Aren’t Those Things Illegal?

Regulations vary by state, but running non-DOT-approved lights on both paved and dirt roads is illegal everywhere in the United States. In some states, simply driving around with them uncovered, even if they’re not switched on, is against the law, too, so be sure to check your own state’s regulations. However, aftermarket driving lights, regardless of their certifications, are legal on off-road trails and in other countries like Australia, where the transportation mix leans more rural. If you do outfit your car with them, switch them on when you need them, and be careful to turn them off any time you’re near other drivers. 

“Car shoppers need to think about headlights as a safety feature in the same way they think about brakes or even seat belts,” stated Jennifer Stockburger, director of operations at Consumer Reports vehicle test center, in a test of standard vehicle headlights that the publication ran last year. So why not make those lights better? 

(Andrew Collins, over at the car website Jalopnik, put together a great explanation of why LED bulb upgrades for your standard headlamps don’t work.) 

After appropriate tires, driving lights may prove to be the most effective safety aid you can add: being able to see farther down the road increases the amount of time you have to react to obstacles. That’s especially important in slippery conditions, where braking distances increase. Slippery conditions are caused by precipitation, which some driving lights may also help you see through. 

I think driving lights are so helpful that they were among the first modifications I made on all three of the trucks my wife and I drive. And because anything worth doing is worth doing right, I went to great lengths to ensure each of those trucks is fitted with the best possible solution for its individual use case. Here’s everything I learned in the process. 

That hillside is about 600 yards away from the truck. What’s remarkable here isn’t just that the HID components of the Lightforce HTX2’s are able to spotlight it, it’s that the LED floodlight portion of those lights is also able to cleanly illuminate such a large swath of that hill.
That hillside is about 600 yards away from the truck. What’s remarkable here isn’t just that the HID components of the Lightforce HTX2’s are able to spotlight it, it’s that the LED floodlight portion of those lights is also able to cleanly illuminate such a large swath of that hill. (Photo: Stuart Palley)

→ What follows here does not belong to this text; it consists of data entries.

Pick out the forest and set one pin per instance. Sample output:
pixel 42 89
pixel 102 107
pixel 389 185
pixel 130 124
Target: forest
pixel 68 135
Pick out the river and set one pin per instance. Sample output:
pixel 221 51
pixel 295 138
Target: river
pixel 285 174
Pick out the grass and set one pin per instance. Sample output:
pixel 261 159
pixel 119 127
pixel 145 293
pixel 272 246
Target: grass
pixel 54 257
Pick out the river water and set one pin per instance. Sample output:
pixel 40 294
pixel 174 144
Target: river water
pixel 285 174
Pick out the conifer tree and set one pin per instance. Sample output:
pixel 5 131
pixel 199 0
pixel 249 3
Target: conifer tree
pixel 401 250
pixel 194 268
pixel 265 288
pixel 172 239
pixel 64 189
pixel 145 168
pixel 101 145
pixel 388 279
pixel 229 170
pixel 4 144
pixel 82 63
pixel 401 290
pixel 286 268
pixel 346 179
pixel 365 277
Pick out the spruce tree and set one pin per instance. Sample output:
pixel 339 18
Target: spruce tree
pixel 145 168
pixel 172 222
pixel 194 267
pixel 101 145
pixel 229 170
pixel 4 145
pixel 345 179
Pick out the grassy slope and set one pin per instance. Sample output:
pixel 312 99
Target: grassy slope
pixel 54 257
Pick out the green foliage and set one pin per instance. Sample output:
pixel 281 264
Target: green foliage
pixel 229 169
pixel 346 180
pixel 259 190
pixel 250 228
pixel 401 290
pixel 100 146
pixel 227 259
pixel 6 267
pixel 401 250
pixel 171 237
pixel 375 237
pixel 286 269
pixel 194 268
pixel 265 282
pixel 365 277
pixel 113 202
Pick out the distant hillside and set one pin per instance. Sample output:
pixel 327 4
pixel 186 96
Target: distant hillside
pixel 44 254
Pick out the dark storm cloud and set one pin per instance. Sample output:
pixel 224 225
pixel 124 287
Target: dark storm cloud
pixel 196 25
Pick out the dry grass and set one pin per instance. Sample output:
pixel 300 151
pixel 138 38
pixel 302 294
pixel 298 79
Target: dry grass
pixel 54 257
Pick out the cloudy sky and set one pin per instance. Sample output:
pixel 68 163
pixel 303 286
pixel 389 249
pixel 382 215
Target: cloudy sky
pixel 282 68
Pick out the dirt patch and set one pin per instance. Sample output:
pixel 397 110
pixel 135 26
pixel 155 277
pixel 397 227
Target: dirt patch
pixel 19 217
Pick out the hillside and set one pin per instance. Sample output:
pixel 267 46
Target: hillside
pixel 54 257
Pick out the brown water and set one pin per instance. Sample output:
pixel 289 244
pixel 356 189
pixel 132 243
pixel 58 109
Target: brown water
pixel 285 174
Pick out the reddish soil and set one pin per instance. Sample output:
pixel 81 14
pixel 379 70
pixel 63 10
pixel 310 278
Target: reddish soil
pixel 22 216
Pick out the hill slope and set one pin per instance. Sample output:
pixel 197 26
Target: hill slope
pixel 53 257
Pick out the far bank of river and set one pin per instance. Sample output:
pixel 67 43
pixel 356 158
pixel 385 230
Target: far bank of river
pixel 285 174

Outright Power Is Meaningless

A typical 18-wheeler has about 600 horsepower. A Tesla Model 3 has 258 horsepower. Which one is faster? 

In the same way that horsepower alone cannot determine a vehicle’s performance, the stated power of a driving light is meaningless without context. In the past, the power of a driving light was stated in watts. This is a fairly useless way of looking at light performance, because it’s only a measure of the power used. With the advent of the first high-intensity-discharge (HID) bulbs and then light-emitting diodes (LED), lighting technology became drastically more efficient than the halogen bulbs of yore. A light made using one of those technologies will produce far more power than a halogen headlamp with equivalent draw. So light makers began quoting power in lumens. 

A lumen is a standard unit of brightness, the amount of brightness a light produces in all directions. Because it’s an output number, it’s loosely equivalent to that horsepower comparison we’re using. But raw lumens are just like horsepower in another way—they’re a calculation, not a measurement. 

The makers of driving lights don’t manufacture bulbs or LEDs themselves, they buy them from a handful of suppliers, then assemble them into the driving lights you buy using reflectors, lenses, circuit boards, mounts, and other parts. Those bulb or LED manufacturers supply the light makers with performance figures, and it’s common to see those figures simply passed along to the consumer. If a lighting brand assembles a driving light equipped with ten LEDs that the maker claims are capable of up to 1,000 lumens each, then that’s a 10,000-lumen driving light, right? Not so fast. 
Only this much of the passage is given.